When Pigs Fly

The skies will be safe once again.  At least that is the claim of a new Michigan CEO we were fortunate enough to arrange an interview with.

Michigan’s turnaround might well be augmented by the arrival of a new investment group which has started up a new airline with a built in anti terrorist element some might not have expected.  The activity by investors for the creation of Infidel Airlines, who’s slogan is ‘where pigs fly,’  is headed by the Maroon group of Detroit.  CEO Timothy Phelps says it is the answer to Michigan’s troubles as well as the lack of common sense in the air transportation industry.

The recent TSA scanner related issues, and the alternative pat down problems “are the tip of the iceberg,” says Phelps, who until recently headed a major manufacturing investment concern from Beijing China; ‘Levine,  Smythe & Wee Seung Pi.’  “The inordinate amount of time lost by travelers who miss flights because of detainment and search related mental breakdowns are at an astronomical level,”  continuing,  “The news media has failed to adequately present the true nature of what it is we are fighting.”

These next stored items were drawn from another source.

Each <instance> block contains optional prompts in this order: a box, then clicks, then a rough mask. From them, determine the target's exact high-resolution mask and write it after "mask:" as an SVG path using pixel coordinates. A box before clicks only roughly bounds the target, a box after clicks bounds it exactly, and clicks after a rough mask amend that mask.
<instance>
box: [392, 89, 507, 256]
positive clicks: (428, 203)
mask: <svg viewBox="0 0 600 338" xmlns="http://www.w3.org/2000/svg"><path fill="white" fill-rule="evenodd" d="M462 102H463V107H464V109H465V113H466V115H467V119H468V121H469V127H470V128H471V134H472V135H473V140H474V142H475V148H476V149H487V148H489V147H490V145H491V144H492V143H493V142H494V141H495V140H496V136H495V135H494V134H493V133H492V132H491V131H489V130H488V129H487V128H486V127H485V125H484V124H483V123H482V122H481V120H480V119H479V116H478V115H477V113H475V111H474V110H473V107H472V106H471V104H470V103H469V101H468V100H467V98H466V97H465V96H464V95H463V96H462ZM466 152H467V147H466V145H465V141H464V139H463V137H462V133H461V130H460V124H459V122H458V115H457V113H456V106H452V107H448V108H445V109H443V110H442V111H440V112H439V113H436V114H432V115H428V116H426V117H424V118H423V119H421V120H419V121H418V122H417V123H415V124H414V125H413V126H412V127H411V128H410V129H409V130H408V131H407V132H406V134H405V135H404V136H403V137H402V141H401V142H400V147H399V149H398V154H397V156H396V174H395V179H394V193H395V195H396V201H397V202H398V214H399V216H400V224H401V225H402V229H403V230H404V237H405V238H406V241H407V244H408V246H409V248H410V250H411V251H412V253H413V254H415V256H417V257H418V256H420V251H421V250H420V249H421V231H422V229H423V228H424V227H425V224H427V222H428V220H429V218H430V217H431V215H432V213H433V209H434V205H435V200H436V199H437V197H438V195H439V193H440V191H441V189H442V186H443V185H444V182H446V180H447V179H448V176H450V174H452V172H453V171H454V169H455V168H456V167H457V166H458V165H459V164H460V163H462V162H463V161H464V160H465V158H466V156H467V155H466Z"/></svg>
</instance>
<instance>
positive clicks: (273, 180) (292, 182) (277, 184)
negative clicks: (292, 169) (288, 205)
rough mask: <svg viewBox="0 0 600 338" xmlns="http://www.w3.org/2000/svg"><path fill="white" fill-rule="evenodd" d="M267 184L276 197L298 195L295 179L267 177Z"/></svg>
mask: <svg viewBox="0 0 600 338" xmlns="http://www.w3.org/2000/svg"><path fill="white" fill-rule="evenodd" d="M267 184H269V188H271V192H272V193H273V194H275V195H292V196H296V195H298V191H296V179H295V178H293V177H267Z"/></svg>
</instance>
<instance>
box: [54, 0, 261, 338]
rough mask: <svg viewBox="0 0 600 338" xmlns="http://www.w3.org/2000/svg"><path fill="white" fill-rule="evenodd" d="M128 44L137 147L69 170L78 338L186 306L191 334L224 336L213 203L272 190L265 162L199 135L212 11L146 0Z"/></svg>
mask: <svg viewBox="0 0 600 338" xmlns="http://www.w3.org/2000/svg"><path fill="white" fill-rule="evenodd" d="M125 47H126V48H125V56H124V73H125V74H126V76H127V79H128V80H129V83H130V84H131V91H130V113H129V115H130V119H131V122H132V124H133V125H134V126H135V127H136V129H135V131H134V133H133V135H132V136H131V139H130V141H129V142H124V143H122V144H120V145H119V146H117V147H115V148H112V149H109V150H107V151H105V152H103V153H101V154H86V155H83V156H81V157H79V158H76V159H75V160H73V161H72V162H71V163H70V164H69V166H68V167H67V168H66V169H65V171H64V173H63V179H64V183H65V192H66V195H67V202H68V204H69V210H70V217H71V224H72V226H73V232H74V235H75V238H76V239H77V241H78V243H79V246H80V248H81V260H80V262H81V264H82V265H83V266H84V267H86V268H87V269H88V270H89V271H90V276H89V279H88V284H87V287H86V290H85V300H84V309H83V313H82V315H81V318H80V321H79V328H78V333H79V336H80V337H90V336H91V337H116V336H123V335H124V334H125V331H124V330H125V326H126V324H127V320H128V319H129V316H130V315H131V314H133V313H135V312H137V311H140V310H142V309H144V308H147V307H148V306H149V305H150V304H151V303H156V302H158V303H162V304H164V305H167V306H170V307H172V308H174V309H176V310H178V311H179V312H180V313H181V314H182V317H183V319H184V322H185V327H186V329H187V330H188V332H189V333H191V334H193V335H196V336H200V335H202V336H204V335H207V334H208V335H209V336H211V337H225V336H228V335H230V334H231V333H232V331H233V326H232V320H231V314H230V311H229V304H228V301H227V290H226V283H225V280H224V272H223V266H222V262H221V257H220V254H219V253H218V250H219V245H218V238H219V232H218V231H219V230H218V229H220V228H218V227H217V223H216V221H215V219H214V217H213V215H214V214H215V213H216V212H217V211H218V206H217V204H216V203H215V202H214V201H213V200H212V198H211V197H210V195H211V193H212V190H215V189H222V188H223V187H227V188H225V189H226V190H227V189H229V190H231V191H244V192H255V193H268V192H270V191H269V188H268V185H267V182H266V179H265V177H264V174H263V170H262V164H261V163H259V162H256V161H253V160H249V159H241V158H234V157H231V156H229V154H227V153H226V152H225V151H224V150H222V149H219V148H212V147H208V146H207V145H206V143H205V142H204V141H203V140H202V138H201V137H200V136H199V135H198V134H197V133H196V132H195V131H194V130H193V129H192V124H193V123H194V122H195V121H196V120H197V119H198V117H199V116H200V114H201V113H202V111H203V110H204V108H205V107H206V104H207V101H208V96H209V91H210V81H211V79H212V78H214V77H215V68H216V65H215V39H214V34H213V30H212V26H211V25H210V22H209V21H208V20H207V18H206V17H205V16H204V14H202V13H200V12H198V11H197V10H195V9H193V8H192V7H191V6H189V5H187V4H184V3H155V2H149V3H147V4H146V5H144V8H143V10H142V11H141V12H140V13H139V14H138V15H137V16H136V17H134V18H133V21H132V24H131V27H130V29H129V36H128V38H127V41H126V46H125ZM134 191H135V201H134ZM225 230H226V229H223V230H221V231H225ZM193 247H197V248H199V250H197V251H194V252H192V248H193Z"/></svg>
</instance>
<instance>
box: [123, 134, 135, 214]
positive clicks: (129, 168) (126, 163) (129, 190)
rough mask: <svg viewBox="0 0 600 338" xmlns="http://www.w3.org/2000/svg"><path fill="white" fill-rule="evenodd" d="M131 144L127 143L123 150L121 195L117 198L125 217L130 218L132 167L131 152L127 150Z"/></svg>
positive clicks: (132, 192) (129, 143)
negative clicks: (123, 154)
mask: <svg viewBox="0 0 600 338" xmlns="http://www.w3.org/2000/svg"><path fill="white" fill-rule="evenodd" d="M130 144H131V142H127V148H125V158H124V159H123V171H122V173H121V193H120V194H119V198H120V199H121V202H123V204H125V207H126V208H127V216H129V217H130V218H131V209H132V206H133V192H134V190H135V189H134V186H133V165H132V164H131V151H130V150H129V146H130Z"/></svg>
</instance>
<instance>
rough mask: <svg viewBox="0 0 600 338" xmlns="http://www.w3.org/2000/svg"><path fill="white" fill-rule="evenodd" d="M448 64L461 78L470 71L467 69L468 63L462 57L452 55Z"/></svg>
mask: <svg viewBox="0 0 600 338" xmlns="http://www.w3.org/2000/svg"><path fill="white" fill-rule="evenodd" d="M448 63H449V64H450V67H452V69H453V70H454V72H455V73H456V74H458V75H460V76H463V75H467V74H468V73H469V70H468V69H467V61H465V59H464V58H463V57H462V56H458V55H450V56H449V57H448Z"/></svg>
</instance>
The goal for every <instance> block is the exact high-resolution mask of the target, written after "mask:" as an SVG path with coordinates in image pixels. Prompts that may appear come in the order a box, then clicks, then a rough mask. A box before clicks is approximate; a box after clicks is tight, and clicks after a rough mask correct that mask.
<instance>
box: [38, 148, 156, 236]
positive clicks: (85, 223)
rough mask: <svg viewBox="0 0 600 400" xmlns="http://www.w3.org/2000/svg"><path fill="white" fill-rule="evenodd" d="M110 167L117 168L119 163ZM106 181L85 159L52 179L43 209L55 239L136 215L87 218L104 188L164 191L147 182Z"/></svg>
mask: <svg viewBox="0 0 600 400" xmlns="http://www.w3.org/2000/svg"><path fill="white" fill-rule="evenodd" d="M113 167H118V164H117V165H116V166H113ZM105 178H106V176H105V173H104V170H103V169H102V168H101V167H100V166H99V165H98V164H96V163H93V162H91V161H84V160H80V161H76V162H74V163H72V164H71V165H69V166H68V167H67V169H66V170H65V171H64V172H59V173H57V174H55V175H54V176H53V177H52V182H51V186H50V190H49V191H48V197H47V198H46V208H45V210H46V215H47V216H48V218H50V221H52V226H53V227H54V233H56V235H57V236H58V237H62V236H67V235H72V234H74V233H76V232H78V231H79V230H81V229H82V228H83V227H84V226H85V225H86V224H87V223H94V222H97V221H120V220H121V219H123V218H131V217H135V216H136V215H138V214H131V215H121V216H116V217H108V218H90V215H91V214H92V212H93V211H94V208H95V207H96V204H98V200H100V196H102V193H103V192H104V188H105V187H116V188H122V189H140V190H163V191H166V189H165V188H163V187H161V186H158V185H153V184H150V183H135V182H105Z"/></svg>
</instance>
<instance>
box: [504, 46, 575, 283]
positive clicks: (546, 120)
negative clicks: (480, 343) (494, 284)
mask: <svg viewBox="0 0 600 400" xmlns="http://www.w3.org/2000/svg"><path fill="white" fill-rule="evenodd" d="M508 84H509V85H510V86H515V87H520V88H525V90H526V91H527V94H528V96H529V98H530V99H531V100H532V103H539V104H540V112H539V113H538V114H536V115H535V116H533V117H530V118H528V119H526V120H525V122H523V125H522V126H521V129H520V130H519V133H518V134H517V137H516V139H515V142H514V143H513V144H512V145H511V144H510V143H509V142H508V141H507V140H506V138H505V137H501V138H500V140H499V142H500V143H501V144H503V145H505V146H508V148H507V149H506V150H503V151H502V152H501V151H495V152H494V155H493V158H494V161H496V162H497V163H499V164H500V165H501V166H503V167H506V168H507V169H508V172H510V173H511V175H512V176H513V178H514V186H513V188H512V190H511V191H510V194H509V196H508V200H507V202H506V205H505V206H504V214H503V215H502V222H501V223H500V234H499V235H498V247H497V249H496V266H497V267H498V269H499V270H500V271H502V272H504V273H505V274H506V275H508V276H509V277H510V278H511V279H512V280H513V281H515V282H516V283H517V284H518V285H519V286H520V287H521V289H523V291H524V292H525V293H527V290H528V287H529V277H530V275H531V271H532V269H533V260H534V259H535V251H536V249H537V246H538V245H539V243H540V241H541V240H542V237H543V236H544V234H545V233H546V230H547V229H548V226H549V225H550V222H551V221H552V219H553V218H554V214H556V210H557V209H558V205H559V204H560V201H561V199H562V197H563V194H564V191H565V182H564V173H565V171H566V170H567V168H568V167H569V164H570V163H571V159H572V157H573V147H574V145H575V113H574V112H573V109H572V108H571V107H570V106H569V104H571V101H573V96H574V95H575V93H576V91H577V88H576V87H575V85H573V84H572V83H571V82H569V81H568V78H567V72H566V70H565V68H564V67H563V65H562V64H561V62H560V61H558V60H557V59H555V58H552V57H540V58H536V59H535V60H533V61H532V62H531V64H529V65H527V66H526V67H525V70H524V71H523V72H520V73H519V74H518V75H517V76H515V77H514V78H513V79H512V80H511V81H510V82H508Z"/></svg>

And its apparently NOT the amorphous generic passenger, such as grandma, or your three year old daughter.

Phelps notes “there has never been a terrorist attack on biker gangs which ride “Hawgs,” leading him to believe its akin to a vampire garlic relationship. “They just won’t come near our planes.”  He openly suggests the terrorists all share a particular ideology that is their Achilles heel: “Apparently no one has noticed, but all of the successful and NON successful hijack, or terror related plane activities are perpetrated by people who don’t like pigs.  Where pigs have been used on trains, buses and airplanes to discourage attacks, we have seen great success!”


Mr Phelps has kept track.  And it seems he is correct.  The correlation between an extreme (some would say deathly fear) dislike for pork or anything related to pork, keeps terrorists at bay.  And the Maroon group which Phelps heads up is taking advantage of that fact for a profit.  The new airline boasts of pig leather, and other related pork sundries designed to keep ‘terrorists’ at bay.. permanently.  From their corporate website

How we do it.:

  • Genuine pig leather luxury seating – The soft rubbed leather of the finest swine will caress your skin in a way that no other commercial travel seat has.  Hand rubbed belts to hold you safely in times of turbulence are imbued with the blood of pigs treated for health and safety to be hypo-allergenic.
  • In flight meals are served with hand carved utensils made of the bones of Feral Arkansas boars.
  • ALL Flights have a showing of Charlotte’s Web on seat back monitors which cannot be turned off.
  • The ‘Flying Pigs’ are equipped with additives for com-trails that spread a few ppb of atomized pig waste.  This has actually been shown to enhance fertilization of the farmland that makes up so much of our flight path.
  • The Flying pigs sport the logo wrapped around the jet cylinders.  There is no question whom we are.
  • All of our food is prepared Kosher.  The violent method in which terrorist food is prepared is unacceptable for our patrons.

And though they do not openly boast on the site of contingencies where a terrorist might board one of their planes, Phelps suggests the staff is fully trained in the lethal use of the dinnerware. “We have our own training camps where hand to hand dealings are prepared for.  The safety of our passengers simply requires that investment.”

Which  brought out our questions about the Maroon group’s investments, and their selection of Michigan for their base of operations.

Phelps says its because of his experience with the Chinese.  “They were deathly afraid of Michigan,” said Phelps, adding “They understand Michiganders have great abilities.  They kept pointing out to me that if Michigan didn’t have to fight the US government, and its surrogate Jennifer Granholm, China would be in great trouble.”  “You see, they know of the manufacturing prowess of this state, and why it was so important to destroy it as a base, which this governor did for them.  They have still not figured out why our leaders would purposefully keep us down.”

Indeed.. neither have we.

On our question of whether the MEDC played a part in the decision to land its operation here by offering incentives, the CEO said: “Why would we need to get that?  Good business plans and ideas stand on their own, without the need to steal from the citizens.”

Thank goodness for a new time.. when Pigs might actually fly.

1 comment for “When Pigs Fly

  1. Toronaga
    November 21, 2010 at 11:00 am

    Now this is the best idea I have seen in a long, long time. It’s so simple that I really believe it will work. I do have one suggestion; in the lavitories when the toilet is flushed it would be nice if a small audio track of pigs grunting like they do while eating is played, just in case a really brave muslim tries to take a PIG Flight.

    Best of luck to on your endevor!